I joined the Wise London office in June where most of my team is based but we do everything remotely, so the biggest challenge during onboarding was building informal relationships. There aren’t many opportunities to sit with my colleagues and chat over lunch, and you don’t meet anybody new by the coffee machine. That’s hard in all organisations, but especially at Wise where we have completely autonomous teams, so if you don’t have a good understanding of what other people are working on, it can feel like you’re all treading on each other’s toes!
I didn’t expect that I’d also find it hard to evaluate my own performance. The Wise culture has transformed this experience for me. First, there’s a lot of feedback – I know if I’m on the right track now, because people tell me. Second, it’s extremely open and friendly. Everyone’s given me time when I’ve asked for it, and often proactively reach out to make sure I’m doing okay. Finally, it’s extraordinarily transparent, there isn’t anything I’ve wanted to know and not been able to find out.
The new normal
I’ve now been at Wise for about two months, and I’m happy to say I think I’ve found some rhythm.

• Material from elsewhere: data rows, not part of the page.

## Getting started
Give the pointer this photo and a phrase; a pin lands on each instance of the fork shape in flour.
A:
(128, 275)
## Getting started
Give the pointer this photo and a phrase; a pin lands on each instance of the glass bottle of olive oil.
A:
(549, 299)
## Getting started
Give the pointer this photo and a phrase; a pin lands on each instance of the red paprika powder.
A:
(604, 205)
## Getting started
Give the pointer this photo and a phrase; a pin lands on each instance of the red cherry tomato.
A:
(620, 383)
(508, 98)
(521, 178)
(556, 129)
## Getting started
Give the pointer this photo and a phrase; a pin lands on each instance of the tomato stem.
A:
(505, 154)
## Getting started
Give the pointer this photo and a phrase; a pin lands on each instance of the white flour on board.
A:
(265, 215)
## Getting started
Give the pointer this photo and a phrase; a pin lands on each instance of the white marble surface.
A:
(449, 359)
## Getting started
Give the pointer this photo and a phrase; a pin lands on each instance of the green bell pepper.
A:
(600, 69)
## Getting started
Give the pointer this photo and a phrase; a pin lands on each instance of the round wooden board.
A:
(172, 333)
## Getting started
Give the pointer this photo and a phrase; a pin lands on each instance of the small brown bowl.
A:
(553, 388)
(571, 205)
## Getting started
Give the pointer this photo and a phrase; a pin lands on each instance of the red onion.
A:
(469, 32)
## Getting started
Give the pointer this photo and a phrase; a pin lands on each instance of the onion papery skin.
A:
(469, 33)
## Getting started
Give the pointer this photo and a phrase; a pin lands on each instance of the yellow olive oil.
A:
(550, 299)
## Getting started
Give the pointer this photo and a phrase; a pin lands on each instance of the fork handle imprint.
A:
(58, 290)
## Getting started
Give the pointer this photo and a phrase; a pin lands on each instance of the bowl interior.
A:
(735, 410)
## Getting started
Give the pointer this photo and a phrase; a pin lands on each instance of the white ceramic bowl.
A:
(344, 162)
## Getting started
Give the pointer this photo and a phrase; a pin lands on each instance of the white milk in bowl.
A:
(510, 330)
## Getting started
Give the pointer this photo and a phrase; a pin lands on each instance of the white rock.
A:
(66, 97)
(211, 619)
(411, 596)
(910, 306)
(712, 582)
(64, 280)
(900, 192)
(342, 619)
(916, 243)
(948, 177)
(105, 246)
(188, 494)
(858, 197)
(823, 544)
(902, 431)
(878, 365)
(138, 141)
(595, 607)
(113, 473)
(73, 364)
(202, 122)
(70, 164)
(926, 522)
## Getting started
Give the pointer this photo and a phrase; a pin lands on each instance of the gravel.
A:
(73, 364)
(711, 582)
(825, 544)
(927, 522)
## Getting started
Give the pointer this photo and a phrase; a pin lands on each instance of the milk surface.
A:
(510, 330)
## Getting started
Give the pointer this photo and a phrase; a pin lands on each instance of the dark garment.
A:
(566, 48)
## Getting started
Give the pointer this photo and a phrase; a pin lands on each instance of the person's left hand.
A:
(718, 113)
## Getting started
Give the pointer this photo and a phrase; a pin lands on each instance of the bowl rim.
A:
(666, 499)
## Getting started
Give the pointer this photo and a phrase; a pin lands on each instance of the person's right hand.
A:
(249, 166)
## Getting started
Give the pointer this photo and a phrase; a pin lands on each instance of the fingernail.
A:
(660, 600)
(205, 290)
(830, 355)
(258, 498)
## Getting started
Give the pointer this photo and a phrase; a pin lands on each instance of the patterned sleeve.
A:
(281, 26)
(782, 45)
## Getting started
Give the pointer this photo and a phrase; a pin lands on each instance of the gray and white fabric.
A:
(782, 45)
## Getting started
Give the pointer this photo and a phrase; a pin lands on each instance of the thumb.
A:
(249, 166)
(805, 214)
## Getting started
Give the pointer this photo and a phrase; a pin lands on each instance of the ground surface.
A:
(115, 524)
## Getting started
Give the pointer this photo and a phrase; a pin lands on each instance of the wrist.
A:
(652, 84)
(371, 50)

It’s an organisation that is constantly evolving and changing, so I don’t know if I’ll ever feel like I’ve totally found my feet. But I’ve been given a lot of freedom to move things forward and it already feels like that’s starting to take shape.
Despite remote working (and the whole global pandemic thing), I’ve been busier than ever looking at how to onboard people to our apps, delving into the story our analytics are telling us and putting in place feedback discussions. Most of all, though, I’ve been figuring things out from scratch every day, learning from people who’ve seen these problems before, and trying out all the things I think we need to do to move forward.
Adapt, adapt, adapt
The world has changed quite a bit since January and we’re making sure we adapt as it does. We’re continuing to hire and onboard people virtually, even as some of our offices are starting to open up and we’re still learning and improving and taking the challenges as they come. Hopefully we’ll get to go back to meeting our newbies in the office and celebrating their journey together in the not too distant future!